Kazakh authorities have said the recent deaths of saiga antelope, too, could have been caused by pasteurellosis. Samples taken from the dead animals, soil, and air in affected areas have been sent to a lab in Astana, but the results of the testing have not yet been revealed.

Kazakhstan is the primary habitat for the saiga, which can also be found in Mongolia and Russia's Kalmykia Republic.

The animals are known for their distinctive big, bulging eyes, tubular snout, and spiraled horn, which is used in traditional Chinese medicine.

Its numbers, once in the millions, were severely depleted after the fall of the Soviet Union by hunters and poachers looking to make money off the sale of saiga meat and horns.

Authorities in the Qostanai, Aqtobe, and Aqmola regions have declared an emergency as they struggle to dispose of the dead saigas and search the steppe for more carcasses.

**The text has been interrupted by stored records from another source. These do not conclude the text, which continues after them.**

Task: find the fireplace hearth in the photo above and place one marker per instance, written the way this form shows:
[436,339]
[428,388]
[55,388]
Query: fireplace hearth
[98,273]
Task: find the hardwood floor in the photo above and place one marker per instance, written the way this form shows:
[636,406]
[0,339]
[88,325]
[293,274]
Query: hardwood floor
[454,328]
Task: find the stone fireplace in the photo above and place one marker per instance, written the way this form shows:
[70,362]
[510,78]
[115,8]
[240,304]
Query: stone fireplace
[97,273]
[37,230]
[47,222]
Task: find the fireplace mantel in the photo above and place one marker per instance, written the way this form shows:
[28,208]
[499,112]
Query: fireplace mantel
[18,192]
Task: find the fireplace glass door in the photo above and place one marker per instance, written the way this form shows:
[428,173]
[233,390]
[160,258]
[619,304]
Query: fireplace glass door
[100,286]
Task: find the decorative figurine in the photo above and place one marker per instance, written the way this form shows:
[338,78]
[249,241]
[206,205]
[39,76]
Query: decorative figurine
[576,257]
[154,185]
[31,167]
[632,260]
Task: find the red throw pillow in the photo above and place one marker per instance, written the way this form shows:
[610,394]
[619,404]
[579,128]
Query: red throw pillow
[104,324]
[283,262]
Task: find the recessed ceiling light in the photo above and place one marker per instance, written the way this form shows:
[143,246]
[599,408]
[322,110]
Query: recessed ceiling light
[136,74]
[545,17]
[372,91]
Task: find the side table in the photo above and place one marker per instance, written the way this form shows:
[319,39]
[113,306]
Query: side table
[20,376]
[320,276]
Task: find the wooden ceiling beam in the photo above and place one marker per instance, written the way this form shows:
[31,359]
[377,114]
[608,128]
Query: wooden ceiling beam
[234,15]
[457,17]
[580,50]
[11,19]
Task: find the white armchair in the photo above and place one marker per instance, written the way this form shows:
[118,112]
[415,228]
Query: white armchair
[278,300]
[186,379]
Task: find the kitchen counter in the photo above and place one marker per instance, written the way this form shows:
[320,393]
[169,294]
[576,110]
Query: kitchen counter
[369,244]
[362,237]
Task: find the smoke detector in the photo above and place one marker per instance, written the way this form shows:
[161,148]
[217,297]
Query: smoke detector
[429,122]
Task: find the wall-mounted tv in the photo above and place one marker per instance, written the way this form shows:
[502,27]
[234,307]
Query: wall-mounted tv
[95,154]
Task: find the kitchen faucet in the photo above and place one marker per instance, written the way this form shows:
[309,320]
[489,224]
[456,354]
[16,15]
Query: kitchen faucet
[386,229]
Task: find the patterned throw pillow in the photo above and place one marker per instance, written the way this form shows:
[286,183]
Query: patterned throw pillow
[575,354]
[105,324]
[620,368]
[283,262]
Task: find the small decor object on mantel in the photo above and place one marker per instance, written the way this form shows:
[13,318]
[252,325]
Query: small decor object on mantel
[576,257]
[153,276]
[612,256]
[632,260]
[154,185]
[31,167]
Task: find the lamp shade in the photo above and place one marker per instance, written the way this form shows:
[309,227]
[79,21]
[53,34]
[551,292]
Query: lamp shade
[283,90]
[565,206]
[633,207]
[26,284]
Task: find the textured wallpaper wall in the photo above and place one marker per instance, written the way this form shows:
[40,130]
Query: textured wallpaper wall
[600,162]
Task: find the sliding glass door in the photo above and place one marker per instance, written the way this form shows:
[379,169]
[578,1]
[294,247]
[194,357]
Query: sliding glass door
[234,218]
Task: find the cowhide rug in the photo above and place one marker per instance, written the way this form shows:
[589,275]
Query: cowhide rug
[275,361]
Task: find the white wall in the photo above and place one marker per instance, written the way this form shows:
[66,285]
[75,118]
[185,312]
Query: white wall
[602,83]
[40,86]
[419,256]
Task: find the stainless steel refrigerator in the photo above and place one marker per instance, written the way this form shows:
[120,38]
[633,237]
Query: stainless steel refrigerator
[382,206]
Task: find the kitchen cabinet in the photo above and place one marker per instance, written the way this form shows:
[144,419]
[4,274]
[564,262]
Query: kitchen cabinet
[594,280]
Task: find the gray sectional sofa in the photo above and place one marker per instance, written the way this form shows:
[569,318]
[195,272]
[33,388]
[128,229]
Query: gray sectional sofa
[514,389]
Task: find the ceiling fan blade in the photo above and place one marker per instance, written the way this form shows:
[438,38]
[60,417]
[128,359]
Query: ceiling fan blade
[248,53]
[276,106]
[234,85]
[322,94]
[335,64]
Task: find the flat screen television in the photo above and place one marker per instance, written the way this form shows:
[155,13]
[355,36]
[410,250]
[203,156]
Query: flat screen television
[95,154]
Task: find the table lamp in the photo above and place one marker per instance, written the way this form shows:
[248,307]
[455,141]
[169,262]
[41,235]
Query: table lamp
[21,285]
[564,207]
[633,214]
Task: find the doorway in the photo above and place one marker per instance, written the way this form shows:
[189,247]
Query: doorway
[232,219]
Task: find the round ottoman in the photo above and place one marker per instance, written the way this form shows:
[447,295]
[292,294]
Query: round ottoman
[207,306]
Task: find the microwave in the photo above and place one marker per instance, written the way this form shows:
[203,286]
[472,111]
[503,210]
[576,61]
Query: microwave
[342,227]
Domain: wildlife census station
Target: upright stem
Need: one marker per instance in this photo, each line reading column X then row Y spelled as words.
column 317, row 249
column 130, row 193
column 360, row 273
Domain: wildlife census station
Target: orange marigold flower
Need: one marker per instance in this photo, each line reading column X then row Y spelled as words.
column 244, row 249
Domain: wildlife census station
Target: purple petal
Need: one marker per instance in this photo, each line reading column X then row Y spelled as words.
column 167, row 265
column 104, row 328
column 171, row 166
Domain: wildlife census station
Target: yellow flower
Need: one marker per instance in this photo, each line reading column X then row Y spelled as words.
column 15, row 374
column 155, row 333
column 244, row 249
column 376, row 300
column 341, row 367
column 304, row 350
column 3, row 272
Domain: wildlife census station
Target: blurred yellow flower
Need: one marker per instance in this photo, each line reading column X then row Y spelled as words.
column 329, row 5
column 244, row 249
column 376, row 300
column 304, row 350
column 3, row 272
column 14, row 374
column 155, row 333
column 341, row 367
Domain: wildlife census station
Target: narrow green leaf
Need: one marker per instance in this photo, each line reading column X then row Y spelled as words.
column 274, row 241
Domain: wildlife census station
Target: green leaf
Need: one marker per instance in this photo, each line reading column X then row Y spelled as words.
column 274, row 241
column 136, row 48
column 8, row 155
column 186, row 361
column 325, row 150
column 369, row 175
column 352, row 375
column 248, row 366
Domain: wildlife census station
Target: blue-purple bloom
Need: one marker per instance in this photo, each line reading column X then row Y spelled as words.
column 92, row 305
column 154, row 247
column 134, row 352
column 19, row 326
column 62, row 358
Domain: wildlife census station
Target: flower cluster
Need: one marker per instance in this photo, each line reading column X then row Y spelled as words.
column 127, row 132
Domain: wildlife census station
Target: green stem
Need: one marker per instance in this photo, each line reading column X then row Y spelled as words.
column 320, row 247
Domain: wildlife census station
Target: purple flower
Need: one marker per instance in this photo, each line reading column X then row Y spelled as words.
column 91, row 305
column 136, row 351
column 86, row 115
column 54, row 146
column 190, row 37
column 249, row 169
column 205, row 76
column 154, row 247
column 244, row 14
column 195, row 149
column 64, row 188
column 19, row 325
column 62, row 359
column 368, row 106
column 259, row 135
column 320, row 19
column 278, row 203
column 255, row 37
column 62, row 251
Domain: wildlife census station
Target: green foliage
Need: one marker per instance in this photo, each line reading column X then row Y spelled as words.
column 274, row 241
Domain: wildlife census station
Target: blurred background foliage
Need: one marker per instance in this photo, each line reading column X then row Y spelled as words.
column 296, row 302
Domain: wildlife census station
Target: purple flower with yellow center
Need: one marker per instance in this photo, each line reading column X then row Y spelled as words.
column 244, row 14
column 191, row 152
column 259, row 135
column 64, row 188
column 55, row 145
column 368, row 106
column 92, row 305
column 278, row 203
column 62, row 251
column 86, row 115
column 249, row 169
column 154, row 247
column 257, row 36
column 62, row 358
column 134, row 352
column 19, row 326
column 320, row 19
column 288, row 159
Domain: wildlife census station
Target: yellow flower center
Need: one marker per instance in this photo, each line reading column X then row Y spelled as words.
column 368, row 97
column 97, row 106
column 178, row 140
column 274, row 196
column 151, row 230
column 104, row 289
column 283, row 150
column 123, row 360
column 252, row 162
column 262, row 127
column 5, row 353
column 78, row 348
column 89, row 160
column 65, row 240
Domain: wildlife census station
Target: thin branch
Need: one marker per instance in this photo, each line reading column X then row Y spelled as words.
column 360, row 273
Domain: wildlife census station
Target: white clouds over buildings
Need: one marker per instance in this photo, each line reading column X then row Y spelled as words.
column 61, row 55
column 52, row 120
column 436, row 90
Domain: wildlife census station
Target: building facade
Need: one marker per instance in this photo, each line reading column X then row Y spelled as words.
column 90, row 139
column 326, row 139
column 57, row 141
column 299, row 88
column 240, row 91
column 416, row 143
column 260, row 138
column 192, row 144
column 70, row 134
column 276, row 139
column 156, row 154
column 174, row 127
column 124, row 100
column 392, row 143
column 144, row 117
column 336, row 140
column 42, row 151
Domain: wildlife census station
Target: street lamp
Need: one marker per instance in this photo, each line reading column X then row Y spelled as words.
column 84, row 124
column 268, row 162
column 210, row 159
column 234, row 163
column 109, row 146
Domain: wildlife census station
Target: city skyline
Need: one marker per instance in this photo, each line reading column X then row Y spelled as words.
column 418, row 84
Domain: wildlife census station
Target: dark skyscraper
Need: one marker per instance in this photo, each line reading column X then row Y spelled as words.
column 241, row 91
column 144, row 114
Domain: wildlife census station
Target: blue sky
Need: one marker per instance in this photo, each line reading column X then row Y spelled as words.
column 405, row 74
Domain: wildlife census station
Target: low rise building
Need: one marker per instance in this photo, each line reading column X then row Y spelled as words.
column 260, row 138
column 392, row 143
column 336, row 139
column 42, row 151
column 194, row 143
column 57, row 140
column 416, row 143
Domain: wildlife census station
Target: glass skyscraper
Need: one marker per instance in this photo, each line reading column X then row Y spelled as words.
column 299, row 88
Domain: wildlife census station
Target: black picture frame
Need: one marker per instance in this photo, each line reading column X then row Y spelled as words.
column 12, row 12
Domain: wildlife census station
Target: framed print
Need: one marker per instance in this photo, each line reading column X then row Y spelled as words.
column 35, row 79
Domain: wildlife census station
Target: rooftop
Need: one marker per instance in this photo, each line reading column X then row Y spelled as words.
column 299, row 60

Officials say the carcasses bear no wounds or other signs of trauma.

The global saiga population was thought to have fallen to as low as about 21,000 in 2003, when the species was declared critically endangered.

More recently, groups such as the Saiga Conservation Alliance have reported that conservation efforts appear to be working, with the animals' numbers possibly rising to more than 250,000.

There have been sizable die-offs of saigas in the past decade in Kazakhstan, as well as instances in which large numbers of the animals were apparently killed by poachers for their horns, which fetch around $80 a pair on the Kazakh black market.